If I was a racehorse there would be a protest that I’d been nobbled.

Remember the doctor’s visit mentioned last post? The results came back and the blood reading of uric acid levels say I’m pre-gout or pre-hyperuricaemic. Sounds awful and it is. So the odd short pain in the knees wasn’t from the arthritis caused by too many unexpected dismounts from horses but probably from uric acid crystals building up in my joints on occasion. The worst part of it is that I’m not a heavy alcohol drinker and haven’t had the luxury of eating rich foods all my life – it’s inherited from my biological father L.

Don’t confuse hyperuricaemia(gout) with heavy alcohol drinkers as it comes from having excess uric acid in the body and uric acid is caused by the purine the body makes during it’s daily maintenance (this is a simplified explanation). Many of the foods you eat have purine in them and though I’m not on medication I’ve been advised to lower my meat consumption (ALL meats but mostly beef) and move to a vegetarian diet. I’ve been net searching and come to the conclusion that there’s still a lot that is unknown about gout and that moderation in all things is the best approach as some foods have a negating effect on purine so if you are consuming enough of those it lowers or negates the effect of the purine in the ‘bad’ foods and your gout doesn’t worsen. So I’m not totally giving up my meat, fish and eggs. People like me who don’t actually have what is diagnosed as true hypeuricaemia can lower the level, just like type 2 diabetics can, and lead a healthy life. Two of the easiest ways to do this is consume 2 litres or more of water a day to help flush the uric acid out before it can settle in your joints and crystallise and to exercise daily so the blood keeps swooshing around and doesn’t allow the uric acid to stop somewhere. The main point being that I can change this if I want to.

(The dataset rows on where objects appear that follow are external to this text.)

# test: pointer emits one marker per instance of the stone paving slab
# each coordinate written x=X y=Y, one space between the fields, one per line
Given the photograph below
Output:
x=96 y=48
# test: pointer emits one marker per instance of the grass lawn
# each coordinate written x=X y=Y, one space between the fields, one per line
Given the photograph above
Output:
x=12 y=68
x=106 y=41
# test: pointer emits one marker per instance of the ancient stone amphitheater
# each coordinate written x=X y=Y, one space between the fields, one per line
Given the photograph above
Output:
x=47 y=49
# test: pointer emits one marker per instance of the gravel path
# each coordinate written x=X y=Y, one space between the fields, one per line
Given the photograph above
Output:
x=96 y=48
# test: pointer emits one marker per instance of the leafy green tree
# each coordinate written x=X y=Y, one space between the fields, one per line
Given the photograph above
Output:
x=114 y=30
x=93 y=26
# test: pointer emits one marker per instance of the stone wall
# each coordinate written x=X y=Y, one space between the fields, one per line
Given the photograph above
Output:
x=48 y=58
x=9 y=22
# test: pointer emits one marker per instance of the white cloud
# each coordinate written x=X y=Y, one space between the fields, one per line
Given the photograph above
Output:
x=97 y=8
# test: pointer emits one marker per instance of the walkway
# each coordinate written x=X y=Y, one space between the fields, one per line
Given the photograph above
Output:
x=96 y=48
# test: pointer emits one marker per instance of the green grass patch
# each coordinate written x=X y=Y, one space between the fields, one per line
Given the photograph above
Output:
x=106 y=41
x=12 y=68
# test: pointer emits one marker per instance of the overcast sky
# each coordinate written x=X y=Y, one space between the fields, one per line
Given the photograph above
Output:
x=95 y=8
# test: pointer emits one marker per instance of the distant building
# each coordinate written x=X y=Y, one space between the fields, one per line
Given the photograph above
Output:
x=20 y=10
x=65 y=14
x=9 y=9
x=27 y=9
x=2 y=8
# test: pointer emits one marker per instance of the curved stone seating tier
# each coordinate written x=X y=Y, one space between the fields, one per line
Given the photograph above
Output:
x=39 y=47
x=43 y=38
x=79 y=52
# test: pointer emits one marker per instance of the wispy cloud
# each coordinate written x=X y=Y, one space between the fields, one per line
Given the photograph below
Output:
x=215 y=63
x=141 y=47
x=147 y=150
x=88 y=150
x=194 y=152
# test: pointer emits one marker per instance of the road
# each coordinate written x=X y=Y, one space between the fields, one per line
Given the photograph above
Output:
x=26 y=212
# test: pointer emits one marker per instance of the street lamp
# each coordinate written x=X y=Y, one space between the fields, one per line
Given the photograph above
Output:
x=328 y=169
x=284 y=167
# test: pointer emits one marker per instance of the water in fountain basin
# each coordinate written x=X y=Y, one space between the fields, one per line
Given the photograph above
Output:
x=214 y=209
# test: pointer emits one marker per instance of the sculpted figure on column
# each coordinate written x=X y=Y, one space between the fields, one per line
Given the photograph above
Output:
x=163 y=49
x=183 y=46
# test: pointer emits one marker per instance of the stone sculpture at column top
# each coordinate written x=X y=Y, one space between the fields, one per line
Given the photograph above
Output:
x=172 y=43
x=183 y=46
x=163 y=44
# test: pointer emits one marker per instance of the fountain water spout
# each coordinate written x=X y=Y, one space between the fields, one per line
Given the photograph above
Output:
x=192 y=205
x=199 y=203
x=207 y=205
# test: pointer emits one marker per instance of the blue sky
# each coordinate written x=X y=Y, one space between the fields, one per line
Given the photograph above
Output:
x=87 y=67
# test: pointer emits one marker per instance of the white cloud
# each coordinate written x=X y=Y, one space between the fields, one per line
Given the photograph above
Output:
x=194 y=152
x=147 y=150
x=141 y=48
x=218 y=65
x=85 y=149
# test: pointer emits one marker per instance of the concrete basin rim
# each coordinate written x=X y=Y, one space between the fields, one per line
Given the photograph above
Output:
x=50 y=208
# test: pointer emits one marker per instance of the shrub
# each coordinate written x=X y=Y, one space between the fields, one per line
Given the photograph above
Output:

So my mission to lose weight has changed direction a little. It’s stopped being a sprint to be fitter and become an endurance race as the point now is to be able to finish upright and still moving and pass the fitness check at the end.

Cheers,
Robyn

Monday, June 13, 2011

Not gaining....

....but not losing either.
I visited the doctor for some blood tests last Thursday and he ran me through the usual checkup as I haven't needed to see him for a while. My weight is still the same as it was before my scales broke, heart rate was 130/80 but he'd just taken blood, and that increases the rate a bit(!), and my general health is good.
I've started dancing when no one is home....because they laugh at me. Very supportive family huh?
I've swapped  fresh vege salad for vege soups as I'm not much of a salad eater in winter but I am snacking on carrots/celery etc and I have tuna/sardine and salad sandwiches for lunch a few times a week.
I've been naughty in that I've stopped keeping my food consumption diary but after the first few months of healthy eating I fell into a habit of compensating by eating lots of fresh, low energy food after binging on fried chips/chocolate as the 'bad' foods made me feel a bit queasy/bloated and I couldn't stomach anything fatty/greasy for a week or so. Even with the comfort foods (desserts) I’m only having a serving half the size of what I used to as the sugar content makes it taste too sweet. I’m preferring fresh fruit and low fat natural yoghurt as a dessert instead of ice cream and jelly. Cakes are a bit of a trap though. Strange how your body adapts to healthy eating after a while.
DH and DD are becoming used to the reduced/fat free foods like the cheese and don’t notice now if I serve them ‘my’ foods because we’ve run out of the ‘normal’ foods! DH is naturally slim so he can eat whatever he wants L.
Hoping all my friends in Australia are eating healthy over Winter as it’s so easy to ‘fall off the cart’ in the cold weather.